Mit den drei Fragen zur „psychosozialen Lebenssituation“ will die Klinik laut Beck die knapp fünf Prozent der Patienten, die gefragt wurden, ob ihnen Gewalt angetan wird oder wurde, „etwas in die Höhe kriegen“. Wie der Psychologe weiß, sei es wichtig, Opfer frühzeitig zu erkennen, um ihnen helfen zu können, denn es gebe eine ganze Palette an Folgeerkrankungen, an denen Gewaltopfer zu leiden drohten. „Und damit sind nicht nur sichtbare körperliche Verletzungen gemeint.“
Seit etwas mehr als einem halben Jahr wird das neue Verfahren also getestet, etwa 5000 Patienten sind in dieser Zeit befragt worden. Österreichweit ist die Innsbrucker Klinik das erste große Krankenhaus mit einem derartigen Routinetest. In den ersten 20 Wochen gaben 15 der Befragten Patienten an, Angst und Unbehagen erlebt zu haben, bei 21 durfte ein gewisser Mensch nicht über den Klinikaufenthalt Bescheid wissen. Und 262 Befragte führten an, dass es niemanden gebe, der über den Besuch der Ambulanz informiert sei.
Die Opferschutzgruppe, die sich auch das Ziel gesetzt hat, die Belegschaft für den Umgang mit Gewaltopfern zu sensibilisieren und sie besser zu schulen, gibt es seit dem Jahr 2013. 900 Mitarbeiter sind mittlerweile dahingehend ausgebildet worden, allein 250 Teilnehmer hatte das Fortbildungsprogramm heuer.
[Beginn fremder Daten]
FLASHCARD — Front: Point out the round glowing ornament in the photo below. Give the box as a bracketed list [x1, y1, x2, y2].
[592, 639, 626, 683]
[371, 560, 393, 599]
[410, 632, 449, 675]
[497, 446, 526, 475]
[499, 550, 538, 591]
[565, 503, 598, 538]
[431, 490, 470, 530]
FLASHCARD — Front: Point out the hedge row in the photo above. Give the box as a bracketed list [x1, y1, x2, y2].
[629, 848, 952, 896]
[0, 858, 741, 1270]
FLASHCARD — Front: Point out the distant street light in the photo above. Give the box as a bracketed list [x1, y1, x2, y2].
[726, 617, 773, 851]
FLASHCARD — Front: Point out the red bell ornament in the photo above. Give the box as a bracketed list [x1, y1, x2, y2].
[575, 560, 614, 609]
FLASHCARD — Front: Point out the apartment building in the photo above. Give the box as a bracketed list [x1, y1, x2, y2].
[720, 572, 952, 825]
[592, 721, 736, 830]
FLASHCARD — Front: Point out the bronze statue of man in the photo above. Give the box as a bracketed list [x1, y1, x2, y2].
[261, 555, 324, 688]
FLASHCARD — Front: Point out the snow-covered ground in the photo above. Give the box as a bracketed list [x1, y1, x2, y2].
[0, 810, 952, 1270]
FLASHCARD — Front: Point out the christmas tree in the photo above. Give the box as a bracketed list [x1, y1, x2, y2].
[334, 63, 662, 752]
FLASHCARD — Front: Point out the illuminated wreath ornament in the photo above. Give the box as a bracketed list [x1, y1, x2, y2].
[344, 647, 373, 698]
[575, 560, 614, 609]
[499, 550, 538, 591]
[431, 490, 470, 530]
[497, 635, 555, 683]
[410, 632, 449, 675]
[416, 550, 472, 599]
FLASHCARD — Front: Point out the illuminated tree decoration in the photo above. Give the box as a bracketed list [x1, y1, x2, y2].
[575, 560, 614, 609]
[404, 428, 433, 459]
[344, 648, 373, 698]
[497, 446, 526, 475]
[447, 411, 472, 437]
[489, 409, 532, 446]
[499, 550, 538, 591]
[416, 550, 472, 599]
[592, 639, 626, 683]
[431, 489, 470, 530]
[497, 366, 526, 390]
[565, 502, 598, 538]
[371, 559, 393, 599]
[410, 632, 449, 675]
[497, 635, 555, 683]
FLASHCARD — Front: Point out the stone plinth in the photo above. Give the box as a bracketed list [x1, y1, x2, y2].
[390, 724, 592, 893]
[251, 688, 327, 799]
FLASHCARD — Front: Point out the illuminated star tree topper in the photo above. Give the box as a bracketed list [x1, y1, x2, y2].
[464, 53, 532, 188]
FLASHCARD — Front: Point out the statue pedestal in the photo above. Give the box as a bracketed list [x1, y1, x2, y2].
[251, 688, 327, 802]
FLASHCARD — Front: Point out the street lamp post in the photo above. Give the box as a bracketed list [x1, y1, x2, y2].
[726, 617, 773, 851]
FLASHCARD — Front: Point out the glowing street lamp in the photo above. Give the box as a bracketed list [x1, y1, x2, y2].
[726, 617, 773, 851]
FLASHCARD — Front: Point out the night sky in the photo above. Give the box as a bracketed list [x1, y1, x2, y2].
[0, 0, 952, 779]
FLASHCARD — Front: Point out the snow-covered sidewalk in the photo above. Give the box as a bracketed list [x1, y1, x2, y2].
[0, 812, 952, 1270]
Andrea Hohenegger ist Ambulanzleiterin in der Unfallchirurgie sowie stellvertretende Vorsitzende der Opferschutzgruppe und weiß: „Es ist wichtig, dass alle Mitarbeiter aus allen Bereichen den Umgang mit den Betroffenen lernen.“ Gewaltopfer müssten „erkannt und benannt werden“. Außerdem müsse den Mitarbeitern klar werden, dass diese Menschen aufgrund ihrer Historie „Hilfe nur schwer annehmen können. Das ist ein langer Prozess.“
Gewaltopfer zu erkennen und den Mitarbeitern zu vermitteln, sensibel mit ihnen umzugehen, sei das eine, meint Alexandra Kofler, ärztliche Direktorin der Klinik Innsbruck. Wichtig sei es aber auch, diesen Menschen nach ihrem Klinikaufenthalt Hilfe zu vermitteln. „Deshalb gibt es seit Kurzem eine Kooperation mit dem Gewaltschutzzentrum Tirol.“ Dessen Sozialarbeiter kämen in das Krankenhaus und würden bereits während des stationären Aufenthalts Beratungen anbieten.
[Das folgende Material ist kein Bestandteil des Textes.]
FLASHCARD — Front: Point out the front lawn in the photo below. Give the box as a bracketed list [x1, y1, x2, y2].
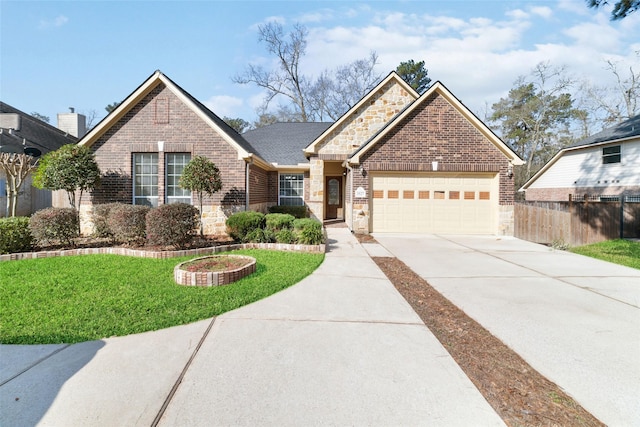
[0, 249, 324, 344]
[571, 240, 640, 269]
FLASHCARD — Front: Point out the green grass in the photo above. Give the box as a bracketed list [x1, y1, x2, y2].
[0, 250, 324, 344]
[571, 240, 640, 269]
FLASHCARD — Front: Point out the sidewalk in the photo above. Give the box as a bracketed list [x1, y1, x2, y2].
[0, 228, 504, 426]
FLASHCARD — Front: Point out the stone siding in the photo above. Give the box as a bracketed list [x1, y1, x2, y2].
[353, 93, 514, 236]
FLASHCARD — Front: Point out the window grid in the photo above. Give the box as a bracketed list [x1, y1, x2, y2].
[133, 153, 158, 207]
[165, 153, 191, 204]
[278, 173, 304, 206]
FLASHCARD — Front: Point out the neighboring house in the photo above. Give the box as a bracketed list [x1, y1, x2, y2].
[0, 102, 78, 217]
[520, 115, 640, 201]
[79, 71, 523, 234]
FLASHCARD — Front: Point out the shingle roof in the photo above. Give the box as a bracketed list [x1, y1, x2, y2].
[568, 114, 640, 148]
[242, 122, 333, 165]
[0, 102, 78, 154]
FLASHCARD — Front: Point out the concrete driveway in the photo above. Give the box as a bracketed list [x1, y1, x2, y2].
[375, 234, 640, 426]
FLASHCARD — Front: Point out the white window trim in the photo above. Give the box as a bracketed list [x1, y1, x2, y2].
[600, 144, 622, 166]
[278, 172, 305, 206]
[131, 152, 160, 206]
[164, 152, 193, 205]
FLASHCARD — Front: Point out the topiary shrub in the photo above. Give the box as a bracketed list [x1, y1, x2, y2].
[276, 228, 296, 245]
[265, 213, 296, 233]
[29, 208, 79, 246]
[91, 203, 123, 239]
[227, 211, 265, 242]
[107, 203, 150, 245]
[293, 218, 324, 245]
[147, 203, 200, 249]
[0, 216, 33, 254]
[243, 228, 275, 243]
[269, 206, 309, 218]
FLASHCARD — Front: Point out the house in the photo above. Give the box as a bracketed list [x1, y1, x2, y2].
[520, 115, 640, 201]
[0, 102, 78, 217]
[79, 71, 523, 234]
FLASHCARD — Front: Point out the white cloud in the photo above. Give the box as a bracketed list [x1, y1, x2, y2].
[203, 95, 244, 117]
[38, 15, 69, 30]
[531, 6, 553, 19]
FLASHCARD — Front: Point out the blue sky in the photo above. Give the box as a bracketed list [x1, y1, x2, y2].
[0, 0, 640, 125]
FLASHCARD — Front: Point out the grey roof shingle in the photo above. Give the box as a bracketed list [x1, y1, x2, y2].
[568, 114, 640, 148]
[0, 102, 78, 154]
[242, 122, 333, 165]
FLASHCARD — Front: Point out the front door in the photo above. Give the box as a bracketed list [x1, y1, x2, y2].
[324, 176, 342, 219]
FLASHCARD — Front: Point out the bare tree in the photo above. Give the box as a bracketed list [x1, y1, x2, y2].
[232, 22, 308, 122]
[490, 62, 582, 185]
[232, 22, 380, 122]
[580, 56, 640, 128]
[0, 153, 38, 216]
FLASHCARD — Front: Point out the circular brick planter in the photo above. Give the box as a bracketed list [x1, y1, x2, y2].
[173, 255, 256, 286]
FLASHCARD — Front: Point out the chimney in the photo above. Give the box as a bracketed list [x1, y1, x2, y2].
[58, 107, 87, 138]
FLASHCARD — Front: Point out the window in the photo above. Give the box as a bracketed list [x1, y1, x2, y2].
[133, 153, 158, 207]
[602, 145, 621, 165]
[278, 173, 304, 206]
[165, 153, 191, 204]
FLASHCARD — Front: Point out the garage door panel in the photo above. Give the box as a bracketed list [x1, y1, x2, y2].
[372, 173, 497, 234]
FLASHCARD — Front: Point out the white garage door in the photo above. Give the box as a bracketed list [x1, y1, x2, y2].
[371, 173, 499, 234]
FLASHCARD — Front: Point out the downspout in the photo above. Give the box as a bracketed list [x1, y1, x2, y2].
[244, 156, 253, 211]
[344, 160, 353, 233]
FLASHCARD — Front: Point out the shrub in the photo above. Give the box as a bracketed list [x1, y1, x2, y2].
[147, 203, 200, 249]
[293, 218, 324, 245]
[107, 203, 150, 244]
[91, 203, 122, 239]
[243, 228, 275, 243]
[265, 213, 296, 233]
[269, 206, 309, 218]
[0, 216, 33, 254]
[293, 218, 322, 231]
[227, 211, 265, 241]
[29, 208, 79, 246]
[276, 228, 296, 245]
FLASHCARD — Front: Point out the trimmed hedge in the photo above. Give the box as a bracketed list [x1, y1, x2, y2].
[227, 211, 266, 242]
[0, 216, 33, 254]
[29, 208, 80, 246]
[227, 211, 324, 245]
[146, 203, 200, 249]
[269, 206, 309, 218]
[107, 203, 151, 244]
Die Innsbrucker Klinik hat beim Thema Gewaltschutz bundesweit eine Vorreiterrolle inne. Unter Federführung der Opferschutzgruppe wird derzeit im Auftrag des Gesundheitsministeriums ein Konzept entwickelt, auf dessen Basis Krankenhäuser in ganz Österreich ähnliche Anlaufstellen schaffen können. „Patienten nach Gewalt zu fragen, darf kein Tabu mehr sein, sondern muss Routine werden“, sagt Thomas Beck.